Correcting the Record on Telehealth
March 2024

During the March 12 House Ways and Means Committee Hearing on Expanding Access to Care at Home in Rural and Underserved Communities, a number of already disproven myths about telehealth were publicly repeated. While broader understanding of the benefits and use of telehealth have come a long way, these outdated misconceptions continue to undermine policymaking and must be corrected.

Importantly, the Alliance and its members believe that an in-person visit requirement is never the right guardrail for a telehealth service – because these requirements harm patients with access challenges, such those who are frail or homebound, have transportation issues, or live in rural or underserved areas. Similarly, we believe that a clinician’s time has the same value, no matter if they are supporting a patient virtually or in-person.

Correction #1 – Telehealth Does Not Lead to Increased Fraud

In 2021, the Department of Health and Human Services (HHS) Office of Inspector General (OIG) released a statement clarifying the difference between telehealth fraud and “telefraud”, with the latter involving the use of telemarketing to defraud patients. The letter emphasizes OIG’s investigations, which found that perpetrators billed fraudulently for other items and services, like durable medical equipment or genetic tests, but did not bill for a telehealth visit.  Importantly, OIG did not document telehealth services fraud.

In February of 2024, OIG released a report, which found that telehealth services provided to Medicare beneficiaries complied with Medicare requirements and did not show evidence of fraud. The report examined telehealth services provided to Medicare beneficiaries from March 2020 through November 2020, the peak of telehealth usage.

Telehealth is no more susceptible to billing fraud than in-person services.  Rather than focusing on telehealth, Congress and the Administration should continue to focus on identifying and addressing fraudulent behavior across the entire Medicare program through tools like a stronger provider enrollment process and enhanced monitoring.

Correction #2 – Telehealth Has Not Been Shown to Drive Overutilization

The Assistant Secretary for Planning and Evaluation (ASPE) has consistently found that the utilization of telehealth among Medicare fee-for-service (FFS) beneficiaries continue to be above pre-pandemic levels, but is not showing signs of growth.  As you might expect telehealth service utilization is higher among vulnerable populations due to their greater need for care from the severity and complexity of their illness.

The Alliance and many other organizations have looked telehealth utilization in the context of total Medicare utilization and shown that telehealth services have generally leveled off around 5 percent, while total utilization has not significantly grown. Telehealth did not add to the total volume of Medicare services in nearly all of the telehealth-eligible services examined.
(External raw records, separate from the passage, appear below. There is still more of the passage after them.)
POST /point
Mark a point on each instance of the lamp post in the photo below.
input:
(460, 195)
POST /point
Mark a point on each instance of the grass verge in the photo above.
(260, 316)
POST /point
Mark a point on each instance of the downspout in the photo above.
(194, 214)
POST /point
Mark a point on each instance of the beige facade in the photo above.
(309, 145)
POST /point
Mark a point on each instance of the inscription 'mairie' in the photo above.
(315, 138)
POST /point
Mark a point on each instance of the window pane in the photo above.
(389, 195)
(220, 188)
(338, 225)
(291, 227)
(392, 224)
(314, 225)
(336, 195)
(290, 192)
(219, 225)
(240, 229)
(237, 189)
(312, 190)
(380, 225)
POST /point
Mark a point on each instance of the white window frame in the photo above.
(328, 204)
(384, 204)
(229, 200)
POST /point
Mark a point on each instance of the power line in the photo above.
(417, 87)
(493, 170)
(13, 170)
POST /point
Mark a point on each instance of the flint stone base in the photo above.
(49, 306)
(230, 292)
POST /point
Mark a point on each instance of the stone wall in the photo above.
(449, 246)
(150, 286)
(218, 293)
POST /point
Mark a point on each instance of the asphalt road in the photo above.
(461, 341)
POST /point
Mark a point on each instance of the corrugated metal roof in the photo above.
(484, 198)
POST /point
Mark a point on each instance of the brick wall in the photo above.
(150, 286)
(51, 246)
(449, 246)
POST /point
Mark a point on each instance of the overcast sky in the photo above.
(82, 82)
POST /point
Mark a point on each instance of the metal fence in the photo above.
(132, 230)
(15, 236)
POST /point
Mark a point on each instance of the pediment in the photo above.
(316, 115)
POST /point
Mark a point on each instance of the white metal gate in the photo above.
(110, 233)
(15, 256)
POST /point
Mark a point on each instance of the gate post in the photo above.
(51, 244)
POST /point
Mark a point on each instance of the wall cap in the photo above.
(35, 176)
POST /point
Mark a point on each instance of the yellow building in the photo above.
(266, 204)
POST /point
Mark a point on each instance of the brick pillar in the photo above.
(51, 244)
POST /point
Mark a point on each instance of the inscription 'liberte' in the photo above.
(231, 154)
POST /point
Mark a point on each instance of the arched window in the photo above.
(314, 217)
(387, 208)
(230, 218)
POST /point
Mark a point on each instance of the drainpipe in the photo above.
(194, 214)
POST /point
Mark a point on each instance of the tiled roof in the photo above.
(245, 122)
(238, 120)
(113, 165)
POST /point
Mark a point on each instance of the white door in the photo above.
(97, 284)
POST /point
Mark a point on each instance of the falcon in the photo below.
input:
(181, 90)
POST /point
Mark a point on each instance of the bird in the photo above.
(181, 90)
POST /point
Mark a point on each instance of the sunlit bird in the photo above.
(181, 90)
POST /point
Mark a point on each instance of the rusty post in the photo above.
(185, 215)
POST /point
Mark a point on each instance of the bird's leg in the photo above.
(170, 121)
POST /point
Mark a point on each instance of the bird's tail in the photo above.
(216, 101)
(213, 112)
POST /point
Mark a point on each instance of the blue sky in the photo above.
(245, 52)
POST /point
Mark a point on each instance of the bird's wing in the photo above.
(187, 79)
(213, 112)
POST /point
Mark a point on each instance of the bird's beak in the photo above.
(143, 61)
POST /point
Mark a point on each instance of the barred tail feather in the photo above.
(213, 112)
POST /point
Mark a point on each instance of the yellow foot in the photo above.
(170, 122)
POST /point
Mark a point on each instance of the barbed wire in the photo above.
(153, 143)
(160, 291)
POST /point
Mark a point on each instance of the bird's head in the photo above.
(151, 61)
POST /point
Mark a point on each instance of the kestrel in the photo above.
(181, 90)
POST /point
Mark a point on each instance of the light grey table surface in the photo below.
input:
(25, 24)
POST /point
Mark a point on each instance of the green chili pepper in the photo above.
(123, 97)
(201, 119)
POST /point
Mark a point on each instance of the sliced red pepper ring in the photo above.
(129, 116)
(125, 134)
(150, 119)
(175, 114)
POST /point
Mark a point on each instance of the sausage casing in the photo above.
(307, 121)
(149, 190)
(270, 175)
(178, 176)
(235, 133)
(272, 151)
Robust research has found that telehealth substitutes for in-person care rather than contribute to overutilization. An Agency for Healthcare Research and Quality (AHRQ) funded study, analyzed more than four million primary care encounters, and found little change in health care utilization as telehealth became widely accessed.
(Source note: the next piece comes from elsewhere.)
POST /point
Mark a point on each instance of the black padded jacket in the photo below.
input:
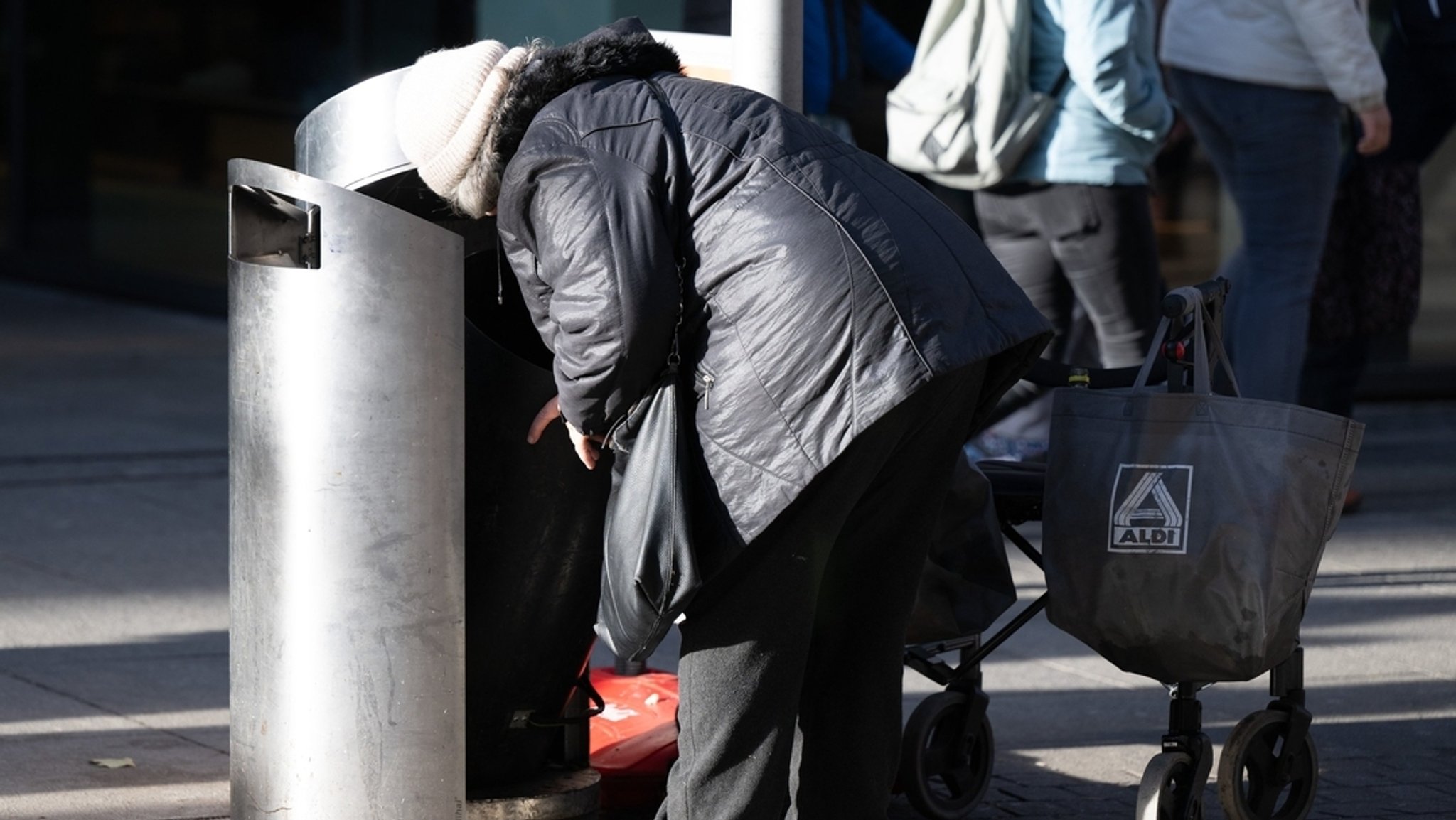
(820, 286)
The Alliance’s commissioned independent Medicare claims data also found no evidence that patients initiating care who used telehealth had more E&M revisits for the same medical issue than patients with in-person visits.
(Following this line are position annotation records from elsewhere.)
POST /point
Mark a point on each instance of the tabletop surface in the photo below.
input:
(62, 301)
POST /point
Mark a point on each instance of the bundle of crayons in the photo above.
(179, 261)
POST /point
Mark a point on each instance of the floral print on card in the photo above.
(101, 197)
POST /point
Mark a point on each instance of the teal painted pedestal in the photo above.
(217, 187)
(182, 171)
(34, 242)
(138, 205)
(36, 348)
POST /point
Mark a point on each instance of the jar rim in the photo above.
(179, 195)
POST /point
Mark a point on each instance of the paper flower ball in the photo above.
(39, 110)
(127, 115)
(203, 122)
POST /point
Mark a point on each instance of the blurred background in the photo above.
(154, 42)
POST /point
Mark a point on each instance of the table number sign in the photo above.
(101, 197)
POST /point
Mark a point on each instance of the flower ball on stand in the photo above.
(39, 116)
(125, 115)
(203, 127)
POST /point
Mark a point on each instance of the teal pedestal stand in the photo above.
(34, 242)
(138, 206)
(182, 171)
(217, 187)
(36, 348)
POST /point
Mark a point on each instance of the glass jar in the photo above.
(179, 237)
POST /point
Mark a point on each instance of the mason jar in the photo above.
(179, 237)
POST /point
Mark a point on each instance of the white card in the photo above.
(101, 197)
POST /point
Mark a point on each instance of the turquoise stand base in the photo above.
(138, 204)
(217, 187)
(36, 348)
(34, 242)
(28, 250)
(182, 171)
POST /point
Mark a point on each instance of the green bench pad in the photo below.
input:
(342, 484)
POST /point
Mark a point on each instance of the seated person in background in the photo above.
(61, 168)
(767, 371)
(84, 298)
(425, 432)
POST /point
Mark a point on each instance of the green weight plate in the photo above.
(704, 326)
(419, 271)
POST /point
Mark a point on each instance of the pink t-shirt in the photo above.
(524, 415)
A study conducted by Epic Research found that follow-up rates were less for telehealth than in-person office visits. Most specialties have greater rates of same-specialty in-person follow-up in the 90 days after in-person office visits than after telehealth visits.

Correction #3 – Telehealth Has Not Been Shown to Increase Spending

A growing body of evidence has found that telehealth is associated with lower no-show and cancellation rates. No-shows cost health care providers $150 billion every year.

An AHRQ-funded study fund that telehealth reduced primary care spending due to lower emergency department utilization and inpatient hospitalizations.

The Alliance’s commissioned independent Medicare claims data also found that the average per service cost of an E&M telehealth visit to the Medicare program is less than in-person services by approximately 20 percent. The reason for this difference was that telehealth clinicians generally billed shorter visit codes than in-person providers.